Par leur légèreté, leurs plaisanteries, leur frivolité, ceux qui professent croire au message du troisième ange font souvent du tort à la cause de Dieu. Il m'a été montré que ce mal est très répandu dans nos rangs. J'ai vu qu'il y a lieu de s'humilier devant le Seigneur. L'Israël de Dieu devrait déchirer son cœur et non son vêtement. Rien de plus rare qu'une simplicité enfantine; on recherche l'approbation humaine plus qu'on ne redoute le déplaisir de Dieu.
L'ange dit: "Ramenez votre cœur à l'ordre, de peur qu'il ne vous visite par ses jugements, et que, le fil fragile de votre vie étant brisé, vous ne soyez déposés dans la tombe, sans défense, avant d'être prêts. Ou alors, si votre vie est conservée, et que vous ne fassiez pas la paix avec Dieu, en vous arrachant au monde, vos cœurs endurcis s'appuyant sur un étai trompeur, une préparation factice, quand vous vous rendrez compte de votre erreur, ce sera trop tard pour chercher une espérance fondée." - Testimonies for the Church 1:131-134.
À quoi cela sert-il ?
Le Christ nous demande de faire notre examen de conscience. Etablissons soigneusement notre bilan, et mettons Jésus sur l'un des plateaux de la balance, c'està-dire les trésors éternels, la vie, la vérité, la joie des âmes rachetées; et sur l'autre, tous les attraits que peut nous offrir le monde. D'un côté mettez la perte de votre âme et de celles pour lesquelles vous auriez pu travailler; de l'autre, pour vous et pour elles, une vie qui se mesure sur celle de Dieu. Pesez pour le temps et l'éternité. Tandis que vous ferez cela, écoutez la voix du Christ qui vous dit: "Que sert-il à un homme de gagner tout le monde, s'il perd son âme?"

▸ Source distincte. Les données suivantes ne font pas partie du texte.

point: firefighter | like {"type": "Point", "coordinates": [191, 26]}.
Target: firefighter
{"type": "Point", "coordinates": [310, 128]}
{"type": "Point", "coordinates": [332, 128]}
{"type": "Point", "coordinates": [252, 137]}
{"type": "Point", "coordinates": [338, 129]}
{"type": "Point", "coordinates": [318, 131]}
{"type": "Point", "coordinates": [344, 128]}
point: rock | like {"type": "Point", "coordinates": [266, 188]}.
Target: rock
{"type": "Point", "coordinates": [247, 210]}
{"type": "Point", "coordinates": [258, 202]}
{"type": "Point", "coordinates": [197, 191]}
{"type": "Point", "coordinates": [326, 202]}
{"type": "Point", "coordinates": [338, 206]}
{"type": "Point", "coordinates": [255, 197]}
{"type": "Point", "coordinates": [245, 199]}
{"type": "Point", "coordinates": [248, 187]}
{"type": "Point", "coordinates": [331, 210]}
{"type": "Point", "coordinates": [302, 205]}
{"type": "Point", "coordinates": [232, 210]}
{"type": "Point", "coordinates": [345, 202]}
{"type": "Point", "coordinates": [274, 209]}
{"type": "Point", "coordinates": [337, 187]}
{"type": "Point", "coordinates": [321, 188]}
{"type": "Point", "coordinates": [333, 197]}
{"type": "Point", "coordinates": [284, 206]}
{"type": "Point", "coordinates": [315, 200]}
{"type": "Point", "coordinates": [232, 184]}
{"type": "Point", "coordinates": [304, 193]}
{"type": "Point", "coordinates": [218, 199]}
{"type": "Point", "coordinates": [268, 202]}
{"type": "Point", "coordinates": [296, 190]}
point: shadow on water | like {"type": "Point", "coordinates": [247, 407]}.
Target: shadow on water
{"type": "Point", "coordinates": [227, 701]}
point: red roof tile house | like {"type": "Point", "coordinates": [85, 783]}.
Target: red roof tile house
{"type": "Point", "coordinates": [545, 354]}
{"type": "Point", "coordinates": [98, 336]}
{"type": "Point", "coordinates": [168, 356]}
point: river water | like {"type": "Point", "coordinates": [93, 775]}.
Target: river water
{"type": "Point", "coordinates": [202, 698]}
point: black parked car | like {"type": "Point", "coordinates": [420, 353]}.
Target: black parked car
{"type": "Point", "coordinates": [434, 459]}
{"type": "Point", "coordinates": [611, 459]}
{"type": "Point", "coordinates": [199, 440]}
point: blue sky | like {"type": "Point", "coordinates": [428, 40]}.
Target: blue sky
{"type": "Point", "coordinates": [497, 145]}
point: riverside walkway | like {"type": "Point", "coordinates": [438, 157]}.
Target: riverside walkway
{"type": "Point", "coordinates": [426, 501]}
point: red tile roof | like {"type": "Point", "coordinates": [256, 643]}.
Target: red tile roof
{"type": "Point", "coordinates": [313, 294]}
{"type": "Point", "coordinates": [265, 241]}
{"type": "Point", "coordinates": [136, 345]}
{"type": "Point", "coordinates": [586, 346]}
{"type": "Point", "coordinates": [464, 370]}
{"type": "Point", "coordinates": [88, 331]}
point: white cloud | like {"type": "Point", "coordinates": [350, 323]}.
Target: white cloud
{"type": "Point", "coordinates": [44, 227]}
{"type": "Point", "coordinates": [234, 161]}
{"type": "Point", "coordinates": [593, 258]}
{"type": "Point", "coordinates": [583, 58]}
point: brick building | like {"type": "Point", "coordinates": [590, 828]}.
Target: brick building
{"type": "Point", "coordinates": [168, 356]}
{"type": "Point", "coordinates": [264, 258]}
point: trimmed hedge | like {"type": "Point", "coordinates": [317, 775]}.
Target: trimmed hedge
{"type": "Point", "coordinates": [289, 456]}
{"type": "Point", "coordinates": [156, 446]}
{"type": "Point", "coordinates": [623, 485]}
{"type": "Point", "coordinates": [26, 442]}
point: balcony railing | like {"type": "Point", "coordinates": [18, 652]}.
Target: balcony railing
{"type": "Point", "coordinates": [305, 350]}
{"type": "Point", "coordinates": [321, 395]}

Dieu veut que nous portions toute notre attention sur les réalités célestes et non sur les choses terrestres. Il nous donne l'occasion de faire un placement à la banque du ciel, il n'a de cesse qu'il n'ait exalté nos aspirations les plus nobles et mis en lieu sûr nos plus chers trésors. C'est lui qui déclare: "Je rendrai les hommes plus rares que l'or fin, je les rendrai plus rares que l'or d'Ophir." Quand les richesses que gâte la rouille et que la teigne ronge et dévore n'auront plus aucune valeur, les disciples du Christ se réjouiront dans la possession des richesses indestructibles du ciel. - Les paraboles de Jésus, 328.